Ammu turned the television off and began speaking again.
“What do you know about Alexander the Great?” he asked, seeming to change the subject entirely.
“He conquered Persia for the Greeks in something like three hundred BC, more or less,” Sam offered.
“He was a brilliant strategist,” Mackenzie chimed in. “They still teach him in military history, even today.”
“Excellent!” Ammu agreed. “History remembers him as a conqueror, but he was much more than that. Persian mythology of Alexander’s day describes a vast, spiritual realm made up of both light and dark forces that had claimed our own world as its battlefield. There were good spirits and bad, as well as a whole host of marvelous animals and even plants that could fight for the forces of life or death, depending on which side controlled them.”
At these words, Daniel and Kaitlyn shared a surreptitious glance over Sketch’s head, remembering the gryphon in the workshop.
“This spiritual world was invisible to most people, but Alexander had been a student of Aristotle, who had taught him to master the pathways of his mind. As a result, he could see that these myths were more than just stories. There was a great war between good and evil taking place all around him, and he vowed, when he succeeded his father to the throne as a young man, that he would fight here in our world with the forces of good, taking back those lands in which evil had been winning the battle, unbeknownst to most of mankind.
“He learned how to summon the forces of good to aid him, and he taught others to do so as well—to see through the eyes of the unconscious mind. These men became his most trusted generals. Together, they held the forces of darkness at bay, not only in Greece and Persia but throughout as much of the ancient world as they could protect. Unfortunately, Alexander died while he was still relatively young. Without his leadership, the forces of darkness pushed back against his army, exploiting the weaknesses within his generals to turn them against each other, creating a rash of civil wars that threatened to tear apart all that he had built.
“But Alexander’s true mission had had nothing to do with conquering lands or expanding the Greek empire. He had dedicated himself in every spare moment, in every brief respite during the war he was waging against the forces of darkness, to divining the ultimate weapon he needed to end the war once and for all: the secret to banishing all the invisible spirits, both good and bad, back to their own world. The forces of darkness ended his life, but not before he had completed his work and shared it, cautiously, with only the most trusted of all his generals.”

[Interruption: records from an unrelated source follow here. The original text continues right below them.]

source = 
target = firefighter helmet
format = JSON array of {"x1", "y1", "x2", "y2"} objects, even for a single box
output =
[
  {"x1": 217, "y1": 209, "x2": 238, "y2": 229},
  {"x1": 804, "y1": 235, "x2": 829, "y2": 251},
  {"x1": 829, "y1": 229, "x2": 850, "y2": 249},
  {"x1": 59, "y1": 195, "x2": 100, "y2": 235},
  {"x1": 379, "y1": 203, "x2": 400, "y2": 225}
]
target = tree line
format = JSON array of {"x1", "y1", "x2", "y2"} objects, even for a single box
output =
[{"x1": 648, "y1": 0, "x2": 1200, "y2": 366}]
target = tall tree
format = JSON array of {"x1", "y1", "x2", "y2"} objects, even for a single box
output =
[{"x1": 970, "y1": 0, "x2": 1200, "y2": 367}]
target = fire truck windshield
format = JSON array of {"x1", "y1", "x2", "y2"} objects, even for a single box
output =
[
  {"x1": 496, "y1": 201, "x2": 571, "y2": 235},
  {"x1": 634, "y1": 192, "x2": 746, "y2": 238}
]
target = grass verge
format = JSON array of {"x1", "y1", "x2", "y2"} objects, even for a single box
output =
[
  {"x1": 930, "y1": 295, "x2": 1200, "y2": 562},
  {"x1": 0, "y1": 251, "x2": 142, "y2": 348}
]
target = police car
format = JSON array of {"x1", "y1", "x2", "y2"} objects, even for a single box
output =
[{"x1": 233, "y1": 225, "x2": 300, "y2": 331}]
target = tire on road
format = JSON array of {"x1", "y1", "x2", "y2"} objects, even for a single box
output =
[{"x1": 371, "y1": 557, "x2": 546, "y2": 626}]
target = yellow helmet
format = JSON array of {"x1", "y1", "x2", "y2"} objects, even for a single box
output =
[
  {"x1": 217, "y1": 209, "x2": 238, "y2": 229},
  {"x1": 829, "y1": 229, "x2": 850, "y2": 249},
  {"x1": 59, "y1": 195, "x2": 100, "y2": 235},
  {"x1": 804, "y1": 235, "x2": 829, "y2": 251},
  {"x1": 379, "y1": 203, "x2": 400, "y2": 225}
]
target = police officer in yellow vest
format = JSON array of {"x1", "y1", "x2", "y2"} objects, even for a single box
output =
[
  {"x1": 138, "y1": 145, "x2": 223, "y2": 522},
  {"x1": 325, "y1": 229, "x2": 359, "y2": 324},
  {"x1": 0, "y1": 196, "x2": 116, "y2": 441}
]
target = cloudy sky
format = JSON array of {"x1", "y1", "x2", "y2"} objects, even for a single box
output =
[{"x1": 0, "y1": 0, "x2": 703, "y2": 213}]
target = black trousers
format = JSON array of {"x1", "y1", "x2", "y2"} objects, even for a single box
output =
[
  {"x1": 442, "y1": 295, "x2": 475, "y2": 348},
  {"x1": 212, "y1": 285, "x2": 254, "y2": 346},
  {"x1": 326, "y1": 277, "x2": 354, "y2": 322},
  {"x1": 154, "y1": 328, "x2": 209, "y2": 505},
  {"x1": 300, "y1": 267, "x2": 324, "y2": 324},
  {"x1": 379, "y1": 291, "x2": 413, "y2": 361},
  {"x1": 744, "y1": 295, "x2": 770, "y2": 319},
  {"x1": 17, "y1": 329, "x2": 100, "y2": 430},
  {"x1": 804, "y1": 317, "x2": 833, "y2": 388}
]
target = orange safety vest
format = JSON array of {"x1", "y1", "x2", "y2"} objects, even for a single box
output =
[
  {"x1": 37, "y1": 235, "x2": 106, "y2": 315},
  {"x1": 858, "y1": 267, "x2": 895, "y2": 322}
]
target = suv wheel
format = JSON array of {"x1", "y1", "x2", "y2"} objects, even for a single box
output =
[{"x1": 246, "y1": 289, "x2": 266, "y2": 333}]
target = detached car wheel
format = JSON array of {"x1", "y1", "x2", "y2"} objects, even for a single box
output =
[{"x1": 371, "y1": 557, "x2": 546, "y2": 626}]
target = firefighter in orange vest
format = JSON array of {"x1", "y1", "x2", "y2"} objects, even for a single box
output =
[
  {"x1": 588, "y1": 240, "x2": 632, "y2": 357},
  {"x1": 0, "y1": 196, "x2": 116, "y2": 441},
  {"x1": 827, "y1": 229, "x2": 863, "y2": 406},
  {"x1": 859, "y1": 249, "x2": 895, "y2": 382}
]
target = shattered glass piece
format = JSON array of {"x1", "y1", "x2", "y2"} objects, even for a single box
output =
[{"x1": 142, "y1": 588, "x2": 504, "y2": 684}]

With these words, Ammu reached into his satchel and produced his leather-bound book. He opened it to a spot near the back and pulled out several photographs, which he handed to Mackenzie. Glancing through them, she saw a myriad of statues—some of real animals and others of strange, mythological creatures—engaged in battle throughout a cavernous space, with what looked like an Egyptian pyramid in its center.
Not wanting to miss what he was saying, she handed the photos to Sketch, who pored over each one for a long time. When he came to the photograph of the seal on the tomb itself, his eyes widened in surprise, and he glanced up at Ammu to the symbol that glowed over his heart. It was, indeed, one and the same. He chewed the inside of his cheek thoughtfully, deciding to go through all the photos again before finally handing them on to Daniel.
“These generals took his body from its resting place and secreted it away,” Ammu continued, “hiding it from all the world. They buried him in a sacred tomb, concealing it within an ancient Zoroastrian temple that had long been abandoned, and there, they performed the ritual he had taught them just before his death, sealing the rift between the worlds, so that no summoner, no matter how great, could again bridge the gap between this world and the other, for as long as the seal remained unbroken.